ロシアのハッカー集団が暴露:彼らはマネーテイカーと呼ばれ、あなたのお金を奪おうとしている
続きを読む
グループIBは、サイバー犯罪者はロシアの銀行を積極的に狙っており、PIR銀行の事件は決して孤立したものではないと述べた。
「2018年初頭以降、ロシアの銀行への資金引き出しを狙った攻撃が成功したのは今回が初めてではない」と、グループIBのデジタルフォレンジック研究所所長、ヴァレリー・バウリン氏は述べた。「同様の事件は少なくとも3件確認しているが、調査が完了するまで詳細は公表できない」
MoneyTakerによる最初の攻撃は2016年春に記録されており、彼らはカード処理システム(FirstDataのSTAR)にアクセスし、米国の銀行から金銭を盗み出しました。その後、同グループは数ヶ月間活動を休止していましたが、その後再び活動を開始し、主にロシア、米国、そして時折英国の銀行を標的とした一連の攻撃を続けています。
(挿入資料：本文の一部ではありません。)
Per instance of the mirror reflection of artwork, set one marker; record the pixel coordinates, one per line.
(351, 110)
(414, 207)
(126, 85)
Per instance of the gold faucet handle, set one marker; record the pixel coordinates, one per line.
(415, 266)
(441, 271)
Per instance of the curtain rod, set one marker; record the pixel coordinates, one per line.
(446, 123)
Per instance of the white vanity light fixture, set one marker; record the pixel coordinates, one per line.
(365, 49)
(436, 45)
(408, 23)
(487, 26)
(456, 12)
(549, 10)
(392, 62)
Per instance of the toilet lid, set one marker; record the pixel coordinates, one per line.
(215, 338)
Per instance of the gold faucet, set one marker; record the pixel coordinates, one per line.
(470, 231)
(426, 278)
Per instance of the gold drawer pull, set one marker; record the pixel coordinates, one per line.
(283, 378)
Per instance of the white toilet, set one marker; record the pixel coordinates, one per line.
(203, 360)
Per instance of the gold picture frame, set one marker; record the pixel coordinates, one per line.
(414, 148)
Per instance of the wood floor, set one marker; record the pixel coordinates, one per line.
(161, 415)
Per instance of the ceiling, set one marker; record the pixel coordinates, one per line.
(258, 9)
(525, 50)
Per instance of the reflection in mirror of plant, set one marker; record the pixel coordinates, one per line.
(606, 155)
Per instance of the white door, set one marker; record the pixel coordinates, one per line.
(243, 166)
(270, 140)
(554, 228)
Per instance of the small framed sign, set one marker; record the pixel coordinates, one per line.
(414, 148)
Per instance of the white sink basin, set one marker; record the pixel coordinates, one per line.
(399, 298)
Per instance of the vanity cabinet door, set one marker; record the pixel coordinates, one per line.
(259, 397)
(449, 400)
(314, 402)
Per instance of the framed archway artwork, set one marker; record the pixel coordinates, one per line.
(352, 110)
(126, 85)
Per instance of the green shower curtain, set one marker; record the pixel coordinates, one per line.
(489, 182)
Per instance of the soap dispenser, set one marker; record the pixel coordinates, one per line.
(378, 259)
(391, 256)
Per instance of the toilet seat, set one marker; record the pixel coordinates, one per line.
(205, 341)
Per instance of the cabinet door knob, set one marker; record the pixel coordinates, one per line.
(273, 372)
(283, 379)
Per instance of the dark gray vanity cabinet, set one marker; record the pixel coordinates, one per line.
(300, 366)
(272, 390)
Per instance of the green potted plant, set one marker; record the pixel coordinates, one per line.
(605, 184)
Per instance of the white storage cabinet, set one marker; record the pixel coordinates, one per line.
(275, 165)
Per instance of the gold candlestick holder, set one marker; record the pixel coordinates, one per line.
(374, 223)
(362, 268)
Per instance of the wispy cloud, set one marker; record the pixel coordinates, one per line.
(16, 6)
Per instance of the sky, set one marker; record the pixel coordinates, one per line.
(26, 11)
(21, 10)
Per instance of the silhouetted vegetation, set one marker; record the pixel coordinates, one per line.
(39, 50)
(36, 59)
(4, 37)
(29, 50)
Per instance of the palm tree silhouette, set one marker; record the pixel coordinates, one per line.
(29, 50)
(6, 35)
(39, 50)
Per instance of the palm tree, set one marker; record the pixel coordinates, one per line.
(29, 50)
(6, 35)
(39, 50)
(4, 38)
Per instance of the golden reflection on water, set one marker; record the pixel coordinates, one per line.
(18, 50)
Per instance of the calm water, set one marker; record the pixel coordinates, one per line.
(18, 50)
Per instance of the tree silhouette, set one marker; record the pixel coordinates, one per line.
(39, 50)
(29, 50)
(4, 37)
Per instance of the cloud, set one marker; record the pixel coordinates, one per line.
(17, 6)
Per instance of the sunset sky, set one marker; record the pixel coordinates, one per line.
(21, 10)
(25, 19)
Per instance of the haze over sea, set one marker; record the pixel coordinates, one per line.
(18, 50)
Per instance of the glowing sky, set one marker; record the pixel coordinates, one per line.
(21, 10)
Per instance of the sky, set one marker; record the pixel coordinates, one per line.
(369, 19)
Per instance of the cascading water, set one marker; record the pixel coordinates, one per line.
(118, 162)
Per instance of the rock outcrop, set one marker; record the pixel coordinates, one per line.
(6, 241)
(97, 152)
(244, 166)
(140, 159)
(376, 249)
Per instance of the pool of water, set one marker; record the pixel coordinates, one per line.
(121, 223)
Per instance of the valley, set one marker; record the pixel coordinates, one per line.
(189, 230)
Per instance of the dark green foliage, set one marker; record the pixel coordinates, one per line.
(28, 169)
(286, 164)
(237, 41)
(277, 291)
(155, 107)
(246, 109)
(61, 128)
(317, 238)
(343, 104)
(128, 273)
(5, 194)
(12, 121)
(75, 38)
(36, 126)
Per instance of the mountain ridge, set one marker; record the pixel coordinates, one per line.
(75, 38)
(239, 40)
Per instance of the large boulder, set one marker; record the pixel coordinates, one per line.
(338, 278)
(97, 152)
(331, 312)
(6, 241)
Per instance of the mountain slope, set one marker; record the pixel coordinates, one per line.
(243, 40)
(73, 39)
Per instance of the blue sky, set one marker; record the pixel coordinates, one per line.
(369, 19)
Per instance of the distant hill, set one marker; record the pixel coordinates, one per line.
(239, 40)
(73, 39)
Group-IBによると、MoneyTakerは昨年12月までに米国で16件、ロシアの銀行で5件、英国の銀行ソフトウェア会社で1件の攻撃を実行した。米国では1件の攻撃による平均被害額は50万ドルに上った。ロシアでは、1件あたりの平均流出額は120万ドルに上る。金銭に加え、サイバー犯罪者はその後の攻撃に備えるために、銀行間決済システムに関する文書を窃取する傾向がある。®
ブートノート
ロシアの銀行を標的とするサイバー犯罪者はMoneyTakerだけではありません。Group-IBによると、今年は他に2つのグループ(CobaltとSilence)も活動しています。